I decided to throw the seeds into the garden because the plants are good for the soil as nitrogen fixers, and vineyards grow them as a green cover crop. e.g. they are better than weeds!
After having fresh Favas in salads for a few weeks, I needed to find some interesting Fava bean recipes.
Here is my favorite:
http://en.petitchef.com/recipes/fava-bean-pesto-with-shrimp-fid-848273
The recipe comes from the fabulous Manressa restaurant in Los Gatos. The recipe article calls for this dish to go with Verdelho wine, but I think that it is so good that it will go with almost any dry white wine, and would stand up to ones with some tropical fruit such as Verdelho or Malvasia, etc.
The recipe comes from the fabulous Manressa restaurant in Los Gatos. The recipe article calls for this dish to go with Verdelho wine, but I think that it is so good that it will go with almost any dry white wine, and would stand up to ones with some tropical fruit such as Verdelho or Malvasia, etc.
I made a few changes to fit what I wanted to do.....
I did not use a mortar to mash the beans, I just used my Cuisinart to puree the ingredients and that works well if you take care to not overdo it.... you want some texture.
The flavor of the mint is important. I have two kinds of mint in my garden; Pineapple and Chocolate. The pineapple mint is more delicate than the Chocolate which is very strong hot and peppery. I used the pineapple in the pesto, and chopped Chocolate mint as a garnish. I'm not sure I would use peppermint in this recipe....

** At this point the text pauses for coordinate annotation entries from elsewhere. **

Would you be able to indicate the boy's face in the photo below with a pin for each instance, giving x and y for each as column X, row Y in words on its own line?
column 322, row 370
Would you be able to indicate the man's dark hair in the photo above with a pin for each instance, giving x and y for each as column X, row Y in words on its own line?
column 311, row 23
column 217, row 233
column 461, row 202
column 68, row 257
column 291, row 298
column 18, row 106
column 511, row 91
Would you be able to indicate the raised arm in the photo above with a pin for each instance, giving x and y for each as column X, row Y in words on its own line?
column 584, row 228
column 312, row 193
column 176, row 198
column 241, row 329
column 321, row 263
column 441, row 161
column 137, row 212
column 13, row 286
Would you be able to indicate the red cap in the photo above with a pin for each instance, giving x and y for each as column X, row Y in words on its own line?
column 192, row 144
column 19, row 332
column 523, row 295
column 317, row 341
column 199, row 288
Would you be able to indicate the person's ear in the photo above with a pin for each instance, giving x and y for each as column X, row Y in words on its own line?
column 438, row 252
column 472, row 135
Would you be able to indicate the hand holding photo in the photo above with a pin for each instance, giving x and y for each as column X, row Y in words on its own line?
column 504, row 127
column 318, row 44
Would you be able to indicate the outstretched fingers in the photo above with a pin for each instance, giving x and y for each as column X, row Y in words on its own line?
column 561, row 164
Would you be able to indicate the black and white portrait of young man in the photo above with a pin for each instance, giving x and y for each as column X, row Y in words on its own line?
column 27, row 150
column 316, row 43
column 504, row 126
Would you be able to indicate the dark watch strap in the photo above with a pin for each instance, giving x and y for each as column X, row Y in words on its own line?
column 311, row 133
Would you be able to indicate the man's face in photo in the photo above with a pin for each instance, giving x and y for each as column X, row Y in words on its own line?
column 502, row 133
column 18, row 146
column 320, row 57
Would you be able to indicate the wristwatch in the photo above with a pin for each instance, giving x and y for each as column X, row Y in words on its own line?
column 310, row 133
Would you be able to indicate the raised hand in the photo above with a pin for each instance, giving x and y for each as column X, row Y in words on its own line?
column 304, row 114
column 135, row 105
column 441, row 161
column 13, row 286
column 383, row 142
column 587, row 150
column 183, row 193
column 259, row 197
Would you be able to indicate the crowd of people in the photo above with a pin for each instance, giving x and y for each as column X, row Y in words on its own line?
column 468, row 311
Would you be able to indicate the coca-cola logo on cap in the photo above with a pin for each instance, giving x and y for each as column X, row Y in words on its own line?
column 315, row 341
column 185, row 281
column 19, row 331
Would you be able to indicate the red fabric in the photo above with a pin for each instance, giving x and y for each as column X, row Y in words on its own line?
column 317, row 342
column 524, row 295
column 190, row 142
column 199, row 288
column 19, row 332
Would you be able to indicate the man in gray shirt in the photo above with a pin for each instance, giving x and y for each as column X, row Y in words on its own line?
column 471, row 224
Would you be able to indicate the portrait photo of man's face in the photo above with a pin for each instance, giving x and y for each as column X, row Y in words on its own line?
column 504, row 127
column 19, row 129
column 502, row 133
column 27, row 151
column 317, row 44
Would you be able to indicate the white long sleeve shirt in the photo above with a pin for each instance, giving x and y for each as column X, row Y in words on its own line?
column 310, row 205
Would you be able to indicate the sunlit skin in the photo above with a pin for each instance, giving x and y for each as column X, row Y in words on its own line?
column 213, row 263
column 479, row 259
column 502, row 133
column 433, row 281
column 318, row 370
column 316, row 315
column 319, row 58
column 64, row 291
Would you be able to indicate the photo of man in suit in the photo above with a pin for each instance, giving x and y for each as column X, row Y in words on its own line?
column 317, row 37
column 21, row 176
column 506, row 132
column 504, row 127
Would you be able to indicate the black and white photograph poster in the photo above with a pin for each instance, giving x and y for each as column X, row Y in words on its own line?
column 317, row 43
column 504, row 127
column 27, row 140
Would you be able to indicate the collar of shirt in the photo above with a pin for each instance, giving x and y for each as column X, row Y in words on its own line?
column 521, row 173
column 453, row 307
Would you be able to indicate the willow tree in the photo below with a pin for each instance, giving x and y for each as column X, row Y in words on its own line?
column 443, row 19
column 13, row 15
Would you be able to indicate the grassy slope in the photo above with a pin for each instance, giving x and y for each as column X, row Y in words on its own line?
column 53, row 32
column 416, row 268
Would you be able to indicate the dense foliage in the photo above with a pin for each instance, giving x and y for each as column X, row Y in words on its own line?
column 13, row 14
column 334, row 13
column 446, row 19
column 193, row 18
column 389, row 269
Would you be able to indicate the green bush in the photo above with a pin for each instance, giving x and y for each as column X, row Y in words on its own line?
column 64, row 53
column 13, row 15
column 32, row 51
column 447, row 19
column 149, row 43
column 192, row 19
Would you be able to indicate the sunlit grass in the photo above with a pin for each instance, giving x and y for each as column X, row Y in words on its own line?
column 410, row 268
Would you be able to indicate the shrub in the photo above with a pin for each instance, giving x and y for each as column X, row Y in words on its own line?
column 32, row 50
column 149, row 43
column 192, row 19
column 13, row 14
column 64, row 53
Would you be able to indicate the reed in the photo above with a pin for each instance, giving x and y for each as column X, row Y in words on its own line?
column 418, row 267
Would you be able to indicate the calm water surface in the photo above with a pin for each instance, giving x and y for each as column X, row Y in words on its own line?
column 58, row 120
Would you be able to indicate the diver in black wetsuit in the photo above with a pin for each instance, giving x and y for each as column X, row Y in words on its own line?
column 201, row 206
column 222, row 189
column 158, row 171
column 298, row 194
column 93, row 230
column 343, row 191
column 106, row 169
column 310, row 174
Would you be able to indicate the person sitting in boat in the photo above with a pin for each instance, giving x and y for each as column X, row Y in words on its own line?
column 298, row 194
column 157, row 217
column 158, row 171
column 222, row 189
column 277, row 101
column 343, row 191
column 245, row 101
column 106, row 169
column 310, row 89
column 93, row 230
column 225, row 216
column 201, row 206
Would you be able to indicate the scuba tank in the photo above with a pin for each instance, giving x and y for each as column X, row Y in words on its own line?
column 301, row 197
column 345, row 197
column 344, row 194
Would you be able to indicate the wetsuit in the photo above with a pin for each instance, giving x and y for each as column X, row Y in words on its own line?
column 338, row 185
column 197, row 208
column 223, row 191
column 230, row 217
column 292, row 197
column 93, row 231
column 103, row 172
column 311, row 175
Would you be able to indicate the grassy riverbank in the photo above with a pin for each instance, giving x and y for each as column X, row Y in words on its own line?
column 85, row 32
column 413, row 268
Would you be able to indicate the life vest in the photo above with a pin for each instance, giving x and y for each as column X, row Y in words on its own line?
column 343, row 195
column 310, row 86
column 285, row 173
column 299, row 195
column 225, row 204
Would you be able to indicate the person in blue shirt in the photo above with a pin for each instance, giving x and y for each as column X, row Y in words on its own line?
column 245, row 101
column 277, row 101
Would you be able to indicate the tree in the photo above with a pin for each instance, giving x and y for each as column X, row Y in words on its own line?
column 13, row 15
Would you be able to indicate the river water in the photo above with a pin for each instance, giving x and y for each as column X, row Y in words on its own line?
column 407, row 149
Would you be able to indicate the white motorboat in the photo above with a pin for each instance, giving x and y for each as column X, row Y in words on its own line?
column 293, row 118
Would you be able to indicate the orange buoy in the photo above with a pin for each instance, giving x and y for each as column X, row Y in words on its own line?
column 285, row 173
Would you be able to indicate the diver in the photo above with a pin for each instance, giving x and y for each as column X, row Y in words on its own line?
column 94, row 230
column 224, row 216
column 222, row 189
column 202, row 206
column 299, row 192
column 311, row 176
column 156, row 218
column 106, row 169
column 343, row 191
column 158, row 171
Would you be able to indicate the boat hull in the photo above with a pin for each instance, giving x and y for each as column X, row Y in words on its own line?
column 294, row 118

I used about 1/2 of the olive oil called for in the recipe so the texture was more of a paste rather than a standard pesto.... I think this was a good choice for spreading on the bread, but if you use the pesto on pasta, add more oil{the called for amount}
I used a Italian country loaf sliced in half long-wise, brushed with olive oil and roasted. The pesto was spread on top, the shrimp added, topped with chopped mint, and salt and pepper. A drizzle of olive oil and lemon juice finished the dish. The bread was then cut into serving size.
I prepared this dish twice for our wine tasting group and
it was a BIG hit! very very good.
Two other recipes I prepared using the Fava Pesto....
1. Used it as a standard pesto with pasta.... very good, not as strongly flavored as basil pesto.
2. An appetizer dish inspired by a first course that we had at the "Taste" restaurant in Plymouth, CA.
We had the assignment to prepare a course to go with sparkling wine for our "Gourmet Dinner Group". Below is a picture of our course.
This recipe was inspired by the course at "Taste" so there was no real recipe.... it is the Fava Pesto, with a small amount of Baratta cheese, some crispy Prosciutto topped with chopped chocolate mint. We served the appetizer as a bite size portion in the Chinese soup spoons.
The Prosciutto was crisped in the microwave for 1 minute on high and chopped into bite sized pieces.
I served this dish cold, but I think it would be better served warm so that the creaminess of the Baratta cheese comes out, and the pesto is not so solid....
Notice the "Tomato sliders" dish in the background of the above photo that my wife Doris made....outstanding dish! and was the best of the night. The "Tomato Slider" dish will get it's own entry in this blog.